Sweet Marie called out lustily. “We’ll see how long that lasts, Cyclops!”

The crew whooped.

“Write Red into the log and rate her lubber, powder monkey, gopher and the like, until proved otherwise or signed.”

Forgiven scratched in the log. “Aye.”

The commander weighed and measured Doc and found him wanting. The knockout drug, the beating and the rude awakening had left the time-trawled man staring at his shoes. “And this?”

“Doc is—”

“Doc?” Miles perked up. “He’s a whitecoat?”
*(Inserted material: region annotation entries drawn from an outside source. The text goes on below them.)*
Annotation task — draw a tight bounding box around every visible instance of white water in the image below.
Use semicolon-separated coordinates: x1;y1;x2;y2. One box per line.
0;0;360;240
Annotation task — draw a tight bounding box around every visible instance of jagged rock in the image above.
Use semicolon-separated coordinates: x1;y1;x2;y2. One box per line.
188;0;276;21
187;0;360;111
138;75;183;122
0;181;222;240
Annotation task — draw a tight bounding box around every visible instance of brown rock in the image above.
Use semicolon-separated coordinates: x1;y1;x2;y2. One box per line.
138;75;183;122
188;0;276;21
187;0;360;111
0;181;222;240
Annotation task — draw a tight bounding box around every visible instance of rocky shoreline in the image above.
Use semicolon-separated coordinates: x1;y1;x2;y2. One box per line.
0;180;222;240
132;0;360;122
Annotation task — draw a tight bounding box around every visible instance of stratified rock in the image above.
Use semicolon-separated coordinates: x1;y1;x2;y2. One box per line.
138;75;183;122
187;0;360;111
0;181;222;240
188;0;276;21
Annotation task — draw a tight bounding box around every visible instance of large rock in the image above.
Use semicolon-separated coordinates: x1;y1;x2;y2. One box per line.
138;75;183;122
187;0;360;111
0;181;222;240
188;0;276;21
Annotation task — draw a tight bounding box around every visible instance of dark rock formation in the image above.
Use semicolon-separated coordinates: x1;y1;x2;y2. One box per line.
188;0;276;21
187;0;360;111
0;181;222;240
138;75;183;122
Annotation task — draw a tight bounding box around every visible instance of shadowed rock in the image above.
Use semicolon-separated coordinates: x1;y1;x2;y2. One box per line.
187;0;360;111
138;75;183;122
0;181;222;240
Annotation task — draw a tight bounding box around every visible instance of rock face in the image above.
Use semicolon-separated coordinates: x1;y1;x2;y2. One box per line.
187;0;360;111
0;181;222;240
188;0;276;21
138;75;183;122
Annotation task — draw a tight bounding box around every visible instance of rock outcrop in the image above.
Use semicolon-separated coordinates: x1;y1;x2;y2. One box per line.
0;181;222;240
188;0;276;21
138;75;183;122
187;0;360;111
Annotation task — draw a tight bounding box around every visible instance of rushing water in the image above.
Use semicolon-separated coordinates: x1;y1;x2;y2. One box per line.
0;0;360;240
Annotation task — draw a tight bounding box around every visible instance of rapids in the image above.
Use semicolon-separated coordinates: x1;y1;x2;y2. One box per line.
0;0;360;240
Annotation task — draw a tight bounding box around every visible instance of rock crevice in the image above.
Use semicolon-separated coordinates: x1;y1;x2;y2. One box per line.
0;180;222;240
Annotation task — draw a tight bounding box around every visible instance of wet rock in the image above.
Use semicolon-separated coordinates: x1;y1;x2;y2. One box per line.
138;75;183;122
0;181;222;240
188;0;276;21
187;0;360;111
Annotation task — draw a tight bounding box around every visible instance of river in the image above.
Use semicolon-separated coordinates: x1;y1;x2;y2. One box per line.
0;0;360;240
Ryan sought for anything that could save his friend. “No, but he’s educated. He’s—”

A thatch-headed young man shouted happily, “He’s just a fucking old stick!”

“Shut up, Wipe!” Miles snapped. Wipe flinched and stood at attention. Miles sighed at Forgiven. “Old Stick, rate him lubber, let him pull a rope until he proves himself ordinary seaman or breaks.” Doc seemed completely oblivious to his sentencing.

Forgiven made a derisive noise and a note. “Aye.”

The commander gave Ryan a smile that held not an ounce of warmth. “And you, Mr. Ryan, word is you can pull a rope, heave harpoon and lance and fight a boarding action.”

Ryan knew what was coming. He was the leader of a group of the shanghaied aboard a ship in dire straits. He was mostly likely to be worked until broken or made an example of. “I can.”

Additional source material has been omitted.